Cash to renovate Dysart’s windmill

Cllr Kay Carrington outside the windmill which is to be restored. Pic by Fife Photo Agency.
Cllr Kay Carrington outside the windmill which is to be restored. Pic by Fife Photo Agency.

An old Dysart landmark which has given its name to Kirkcaldy East’s new school campus is set to be given a makeover.

The Dysart windmill, which is said to date back to the 17th or 18th century, is believed to have been built originally to grind corn by the Sinclair family.

It later became a lookout tower due to its high elevation and during WWII a searchlight was attached to it to scan the skies over the Forth for enemy aircraft.

Since then it has become overgrown with foliage and weeds and local people fear that it could be lost if action is not taken to preserve it.

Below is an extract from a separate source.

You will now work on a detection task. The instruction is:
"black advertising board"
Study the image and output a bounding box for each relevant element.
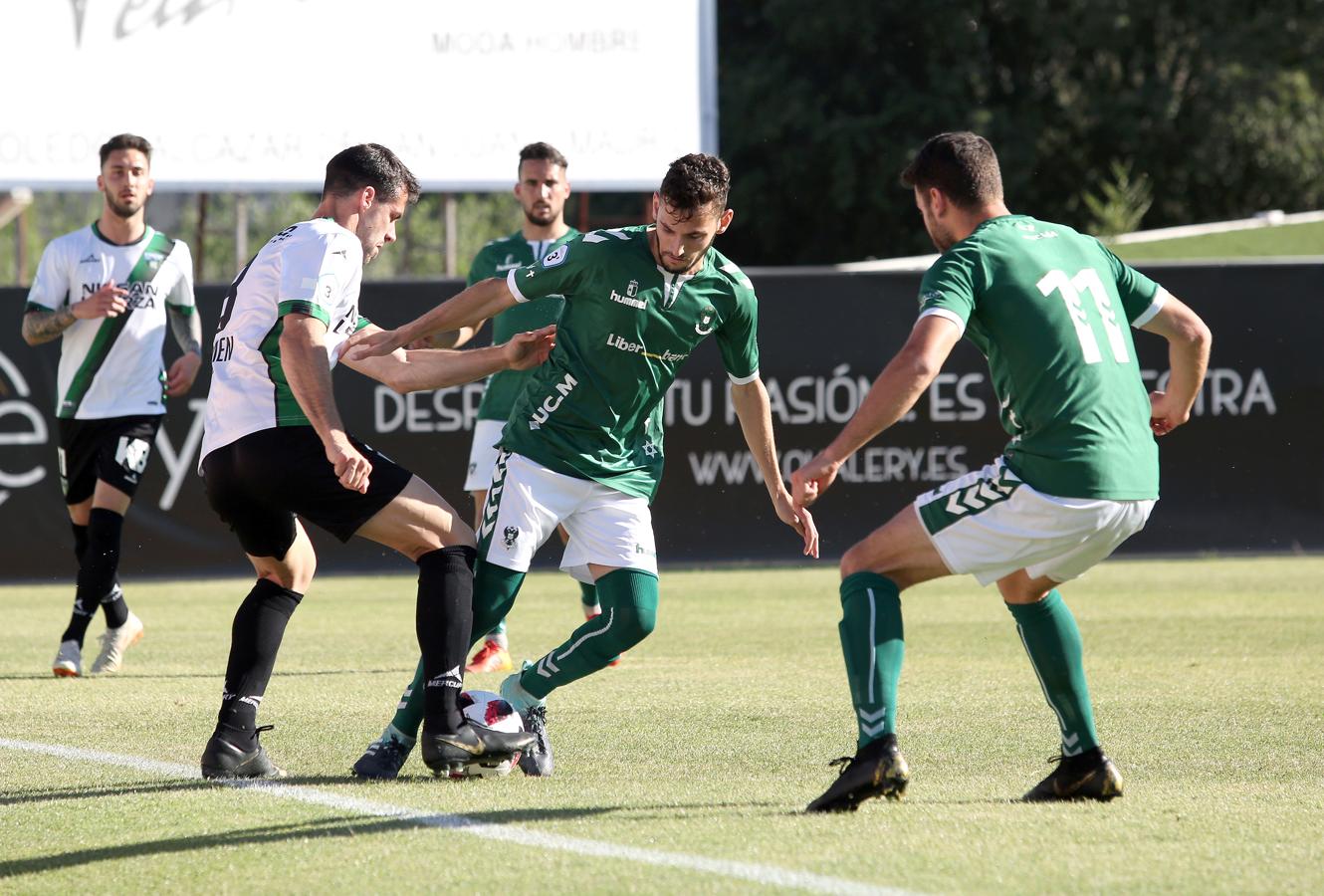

However local councillors, working alongside the locality manager have found funding to carry out remedial works which will involve removing the ivy and weeds and to carry out repointing and repairs to the crenallated top stonework to ensure it is looking its best when the new Windmill Community Campus, housing Viewforth High School and Rosslyn School, opens in the autumn.

Councillor Kay Carrington, who has pressed for action to be taken for a number of years, said: “We had extra money in the ward budget because another project was deferred and I had already raised the subject of the windmill with the locality manager, so after discussion with local members it was decided that the money could be put to good use renovating the windmill.

“It is a well known local landmark and we don’t want to lose it, particularly now with its significance to the new school.

“I am glad we are able to do this work which will ensure it will be there for the next generation.”

Ken Halley, locality manager, added: “We have been getting quotes to do remedial work and after that it has to go through the funding process,” he said.

“We don’t know what is beneath the ivy so we won’t know if any further work will be required until we start.

“It was a project we looked at around a year ago but the funding simply wasn’t there.”

Located at the east end of the town on Quarry Brae, the B-listed structure is said to have been built in the late 17th or early 18th century. Historians say it was built by the Sinclair family which owned large areas of land.

It was originally 5.9 metres high and included a vault which was demolished during the 1950s. It was converted to a lookout tower in the early 19th century, and during WWII it housed a searchlight to track German aircraft over the Forth.